Research analyst Alastair Ryan’s note expects the two big banks to increase lending amid strong economic, employment and wage growth.
The departure of Ulster Bank and KBC Bank from the Republic has allowed a “re-allocation” of market survivors AIB and Bank of Ireland, which now have “outsized upside potential” for higher interest rates, the statement said.
Bank of America raised its earnings targets for AIB and Bank of Ireland for the second time in a month, citing expectations that interest rates will rise.
While the margin on the tracker mortgage portfolio that AIB is set to acquire from Ulster Bank is tight, its contribution will increase “directly and proportionately” if the European Central Bank (ECB) hikes rates.

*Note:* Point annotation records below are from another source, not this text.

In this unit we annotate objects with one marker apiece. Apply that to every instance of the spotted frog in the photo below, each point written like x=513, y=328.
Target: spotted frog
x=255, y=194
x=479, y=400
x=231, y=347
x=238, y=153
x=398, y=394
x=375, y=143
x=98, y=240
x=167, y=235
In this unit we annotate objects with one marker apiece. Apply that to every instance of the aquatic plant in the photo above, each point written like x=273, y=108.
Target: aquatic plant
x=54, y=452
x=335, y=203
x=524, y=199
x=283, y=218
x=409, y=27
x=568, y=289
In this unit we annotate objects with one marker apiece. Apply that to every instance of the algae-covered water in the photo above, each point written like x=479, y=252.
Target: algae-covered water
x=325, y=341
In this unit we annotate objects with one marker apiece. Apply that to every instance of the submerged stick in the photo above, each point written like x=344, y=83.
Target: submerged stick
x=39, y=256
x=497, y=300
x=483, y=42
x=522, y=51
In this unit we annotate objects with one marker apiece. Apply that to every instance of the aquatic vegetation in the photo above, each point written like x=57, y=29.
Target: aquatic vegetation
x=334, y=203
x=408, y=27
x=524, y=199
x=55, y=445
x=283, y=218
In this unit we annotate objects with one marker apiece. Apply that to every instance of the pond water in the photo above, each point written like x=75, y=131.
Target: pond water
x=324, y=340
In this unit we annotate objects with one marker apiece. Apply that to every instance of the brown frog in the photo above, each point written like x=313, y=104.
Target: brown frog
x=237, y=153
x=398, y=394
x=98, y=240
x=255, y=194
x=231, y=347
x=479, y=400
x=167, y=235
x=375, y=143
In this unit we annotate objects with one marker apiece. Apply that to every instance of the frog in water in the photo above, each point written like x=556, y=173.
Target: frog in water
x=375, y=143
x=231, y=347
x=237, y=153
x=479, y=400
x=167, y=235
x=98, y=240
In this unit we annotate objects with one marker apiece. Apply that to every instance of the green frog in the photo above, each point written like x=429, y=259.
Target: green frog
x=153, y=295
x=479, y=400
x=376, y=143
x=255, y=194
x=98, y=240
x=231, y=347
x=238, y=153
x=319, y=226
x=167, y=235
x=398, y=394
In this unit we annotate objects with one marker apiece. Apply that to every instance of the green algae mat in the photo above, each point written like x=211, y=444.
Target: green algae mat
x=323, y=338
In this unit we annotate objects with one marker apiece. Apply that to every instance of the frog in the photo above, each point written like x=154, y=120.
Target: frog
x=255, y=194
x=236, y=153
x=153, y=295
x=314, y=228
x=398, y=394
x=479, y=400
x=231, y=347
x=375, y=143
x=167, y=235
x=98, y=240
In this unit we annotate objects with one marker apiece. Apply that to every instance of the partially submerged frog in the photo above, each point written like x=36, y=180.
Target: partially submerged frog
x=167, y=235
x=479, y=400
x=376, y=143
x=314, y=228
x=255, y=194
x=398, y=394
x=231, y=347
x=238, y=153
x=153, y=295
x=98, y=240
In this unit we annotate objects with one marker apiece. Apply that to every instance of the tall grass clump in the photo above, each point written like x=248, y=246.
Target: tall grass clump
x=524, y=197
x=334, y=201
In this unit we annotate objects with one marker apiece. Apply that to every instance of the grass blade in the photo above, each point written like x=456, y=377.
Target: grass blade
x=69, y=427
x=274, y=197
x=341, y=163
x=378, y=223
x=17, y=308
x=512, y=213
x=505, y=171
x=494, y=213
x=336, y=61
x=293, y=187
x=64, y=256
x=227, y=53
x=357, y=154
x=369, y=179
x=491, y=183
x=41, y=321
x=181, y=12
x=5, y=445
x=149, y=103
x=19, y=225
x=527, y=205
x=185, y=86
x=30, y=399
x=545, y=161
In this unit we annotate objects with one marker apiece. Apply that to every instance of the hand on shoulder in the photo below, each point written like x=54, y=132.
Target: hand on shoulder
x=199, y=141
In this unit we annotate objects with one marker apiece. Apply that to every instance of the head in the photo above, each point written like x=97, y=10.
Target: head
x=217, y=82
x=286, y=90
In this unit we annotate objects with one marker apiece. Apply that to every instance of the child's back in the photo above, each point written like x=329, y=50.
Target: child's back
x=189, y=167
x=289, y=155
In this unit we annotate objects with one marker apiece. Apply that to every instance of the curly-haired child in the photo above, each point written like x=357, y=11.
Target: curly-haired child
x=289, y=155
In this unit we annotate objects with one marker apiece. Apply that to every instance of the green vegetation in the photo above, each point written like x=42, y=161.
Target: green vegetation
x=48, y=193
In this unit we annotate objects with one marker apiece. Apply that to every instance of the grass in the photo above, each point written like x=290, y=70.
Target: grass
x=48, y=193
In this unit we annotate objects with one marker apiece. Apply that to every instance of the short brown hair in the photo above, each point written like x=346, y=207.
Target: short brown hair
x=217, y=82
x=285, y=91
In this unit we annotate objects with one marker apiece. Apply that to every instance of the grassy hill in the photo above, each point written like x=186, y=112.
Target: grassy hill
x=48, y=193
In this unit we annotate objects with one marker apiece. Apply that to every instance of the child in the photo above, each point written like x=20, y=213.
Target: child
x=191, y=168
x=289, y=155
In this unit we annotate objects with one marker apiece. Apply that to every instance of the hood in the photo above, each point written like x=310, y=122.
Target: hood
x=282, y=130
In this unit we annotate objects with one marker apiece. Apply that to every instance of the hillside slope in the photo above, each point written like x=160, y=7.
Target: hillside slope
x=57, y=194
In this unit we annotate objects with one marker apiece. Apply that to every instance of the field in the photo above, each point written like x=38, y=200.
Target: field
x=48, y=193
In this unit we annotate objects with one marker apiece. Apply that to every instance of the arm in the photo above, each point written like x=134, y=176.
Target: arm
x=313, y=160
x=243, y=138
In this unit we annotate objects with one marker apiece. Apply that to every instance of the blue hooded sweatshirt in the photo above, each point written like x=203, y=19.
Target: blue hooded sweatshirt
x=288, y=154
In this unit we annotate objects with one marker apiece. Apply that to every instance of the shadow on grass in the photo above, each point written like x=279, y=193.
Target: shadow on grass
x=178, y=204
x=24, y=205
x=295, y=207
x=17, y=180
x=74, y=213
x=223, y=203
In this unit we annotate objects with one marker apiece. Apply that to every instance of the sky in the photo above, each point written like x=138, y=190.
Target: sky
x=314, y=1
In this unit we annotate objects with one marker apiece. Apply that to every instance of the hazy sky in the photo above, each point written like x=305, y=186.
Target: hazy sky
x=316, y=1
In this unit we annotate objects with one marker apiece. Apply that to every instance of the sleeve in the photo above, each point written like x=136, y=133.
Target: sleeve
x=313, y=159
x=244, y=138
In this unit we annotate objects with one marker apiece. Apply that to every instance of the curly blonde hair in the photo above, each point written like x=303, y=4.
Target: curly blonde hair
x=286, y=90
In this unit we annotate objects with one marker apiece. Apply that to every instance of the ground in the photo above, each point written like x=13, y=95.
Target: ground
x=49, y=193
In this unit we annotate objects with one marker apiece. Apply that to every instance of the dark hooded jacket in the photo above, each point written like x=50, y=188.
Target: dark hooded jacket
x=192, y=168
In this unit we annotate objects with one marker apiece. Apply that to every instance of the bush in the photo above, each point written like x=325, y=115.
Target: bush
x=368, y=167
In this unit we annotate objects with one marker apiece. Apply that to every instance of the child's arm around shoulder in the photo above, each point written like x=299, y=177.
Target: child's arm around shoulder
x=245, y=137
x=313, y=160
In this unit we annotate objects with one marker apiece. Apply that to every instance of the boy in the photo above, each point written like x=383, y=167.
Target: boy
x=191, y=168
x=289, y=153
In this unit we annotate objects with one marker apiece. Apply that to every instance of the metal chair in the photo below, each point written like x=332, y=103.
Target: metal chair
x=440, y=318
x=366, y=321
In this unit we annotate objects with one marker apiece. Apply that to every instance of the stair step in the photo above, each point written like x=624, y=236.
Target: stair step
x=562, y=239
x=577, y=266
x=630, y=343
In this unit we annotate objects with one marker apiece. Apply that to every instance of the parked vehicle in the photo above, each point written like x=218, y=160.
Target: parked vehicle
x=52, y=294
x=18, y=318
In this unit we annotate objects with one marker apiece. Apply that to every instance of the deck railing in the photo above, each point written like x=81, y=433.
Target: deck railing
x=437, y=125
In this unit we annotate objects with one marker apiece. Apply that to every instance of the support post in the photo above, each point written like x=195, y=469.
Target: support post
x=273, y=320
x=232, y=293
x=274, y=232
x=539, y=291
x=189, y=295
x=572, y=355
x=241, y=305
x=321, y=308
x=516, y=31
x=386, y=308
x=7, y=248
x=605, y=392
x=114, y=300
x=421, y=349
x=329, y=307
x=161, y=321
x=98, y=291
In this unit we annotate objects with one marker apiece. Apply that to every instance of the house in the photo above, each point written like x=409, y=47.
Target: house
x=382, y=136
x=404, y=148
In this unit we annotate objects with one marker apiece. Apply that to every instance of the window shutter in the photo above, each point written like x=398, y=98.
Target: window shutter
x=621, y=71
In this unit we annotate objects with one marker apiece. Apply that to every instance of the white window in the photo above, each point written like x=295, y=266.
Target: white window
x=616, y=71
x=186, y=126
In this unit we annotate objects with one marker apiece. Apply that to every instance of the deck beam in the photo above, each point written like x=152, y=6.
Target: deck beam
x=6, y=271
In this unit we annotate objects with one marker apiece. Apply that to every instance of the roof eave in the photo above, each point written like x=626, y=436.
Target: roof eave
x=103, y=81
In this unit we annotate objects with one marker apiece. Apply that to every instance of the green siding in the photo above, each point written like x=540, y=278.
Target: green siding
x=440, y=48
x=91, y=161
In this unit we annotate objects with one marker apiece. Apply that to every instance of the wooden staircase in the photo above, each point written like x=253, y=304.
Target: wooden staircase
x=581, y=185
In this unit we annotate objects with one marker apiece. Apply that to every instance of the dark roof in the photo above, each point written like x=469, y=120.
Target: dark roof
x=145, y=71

“Therefore, portfolio acquisition will be immediately earnings enhancing without reducing proper sensitivity to future increases.”
Bank of America price target was raised from €3.20 to €3.30 for AIB and from €7.30 to €7.50 for Bank of Ireland.
While the two banks have tripled their current accounts over the past decade to more than €100 billion, which has cost them money since 2014 when the ECB’s deposit rate went negative, expected increases in that rate over the coming months and years will be rewarding them for it.
The rate hikes, which are expected to start as early as July, are “potentially very significant” for AIB and the Bank of Ireland.
“Market shares and pricing should also support loan revenues,” the research note continues.
“And with the excess deposits held by listed banks, we believe they will be the direct beneficiaries of higher interest rates, while competitors funded by large customers may find the bond market less accommodating.”
With the Irish economy expected to grow faster than elsewhere in Europe and collateral values rising, Mr Ryan said Bank of America Global Research is “confident in a favorable impairment outlook” for the two banks.
“As the two big banks have repositioned themselves through acquisitions and their balance sheets will grow organically, the excess return on capital is a smaller part of our investment case. Growth and dividends are a bigger part,” he wrote.